A review by justabean_reads
A Sweet Sting of Salt by Rose Sutherland

2.0

(I guess queer historical selkies are in vogue in Canadian publishing this year? I mean, that's two books so far, but it's weird that it happened twice, lol.)

This one is set in nineteenth-century Nova Scotia, with a human midwife and Gaelic-speaking selkie trapped in a bad marriage. The blurb promises gothic horror, and is a lie, as the book is very fluffy, and it's impossible to believe that anything bad is going to happen.
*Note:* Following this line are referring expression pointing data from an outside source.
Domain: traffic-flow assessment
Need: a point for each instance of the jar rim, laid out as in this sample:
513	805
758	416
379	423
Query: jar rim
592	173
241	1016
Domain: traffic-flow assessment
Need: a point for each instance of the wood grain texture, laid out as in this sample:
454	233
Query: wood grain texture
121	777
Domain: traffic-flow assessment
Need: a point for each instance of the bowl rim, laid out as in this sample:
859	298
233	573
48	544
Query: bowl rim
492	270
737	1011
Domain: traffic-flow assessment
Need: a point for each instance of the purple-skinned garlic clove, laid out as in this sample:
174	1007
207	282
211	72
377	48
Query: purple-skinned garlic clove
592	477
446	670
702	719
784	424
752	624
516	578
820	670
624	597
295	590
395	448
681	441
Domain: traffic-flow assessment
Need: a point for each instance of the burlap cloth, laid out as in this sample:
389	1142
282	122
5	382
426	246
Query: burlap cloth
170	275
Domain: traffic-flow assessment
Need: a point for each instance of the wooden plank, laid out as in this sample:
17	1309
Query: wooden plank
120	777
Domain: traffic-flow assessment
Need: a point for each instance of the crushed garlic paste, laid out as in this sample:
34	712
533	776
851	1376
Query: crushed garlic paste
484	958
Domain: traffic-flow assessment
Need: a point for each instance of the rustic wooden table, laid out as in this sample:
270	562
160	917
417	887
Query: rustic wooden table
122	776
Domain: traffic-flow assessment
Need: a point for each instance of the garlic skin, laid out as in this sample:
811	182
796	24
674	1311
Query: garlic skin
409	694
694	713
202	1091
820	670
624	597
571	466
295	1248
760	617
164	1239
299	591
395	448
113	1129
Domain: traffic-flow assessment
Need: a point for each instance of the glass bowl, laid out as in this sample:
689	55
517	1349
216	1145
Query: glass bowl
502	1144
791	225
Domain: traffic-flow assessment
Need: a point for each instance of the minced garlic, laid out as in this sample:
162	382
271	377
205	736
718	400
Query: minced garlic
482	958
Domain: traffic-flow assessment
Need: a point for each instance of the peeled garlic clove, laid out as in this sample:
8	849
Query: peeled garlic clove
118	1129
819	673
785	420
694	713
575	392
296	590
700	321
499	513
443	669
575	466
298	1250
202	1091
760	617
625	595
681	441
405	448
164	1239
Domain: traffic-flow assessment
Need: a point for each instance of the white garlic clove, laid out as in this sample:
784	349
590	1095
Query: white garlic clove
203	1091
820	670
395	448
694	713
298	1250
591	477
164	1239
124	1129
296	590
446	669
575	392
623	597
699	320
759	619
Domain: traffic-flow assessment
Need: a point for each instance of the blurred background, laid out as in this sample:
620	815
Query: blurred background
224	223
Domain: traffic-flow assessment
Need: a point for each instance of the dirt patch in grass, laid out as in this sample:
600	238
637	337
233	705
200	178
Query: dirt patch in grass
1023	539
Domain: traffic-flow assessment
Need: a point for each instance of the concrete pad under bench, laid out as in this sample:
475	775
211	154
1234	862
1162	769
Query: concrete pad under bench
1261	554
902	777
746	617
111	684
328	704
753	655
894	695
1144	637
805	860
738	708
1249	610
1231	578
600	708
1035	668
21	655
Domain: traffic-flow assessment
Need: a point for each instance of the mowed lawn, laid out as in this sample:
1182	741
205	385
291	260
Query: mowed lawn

I guess this belongs to the "cosy" genre in the line of Legends & Lattes, wherein we have a very nice characters whose main (if not only) flaw is self-doubt, who then come up against an external threat that's in no way of their making and isn't actually all that threatening, and team up to defeat it and learn to love again. If it has a historical setting, there'll be some loving cottage-core details about cheesemaking and pretty outfits, but societal homophobia will be downplayed and/or overcome. Internalised homophobia will not be a thing, or will only be mentioned in past tense. No one sympathetic will have any attitudes that would be out of place in the twenty-first century progressive spaces online.

And sure. Fine. I get the interest in comfort reading low-conflict romantasy, etc. There have been times I've enjoyed it myself. I just don't find it especially interesting from where I am right now.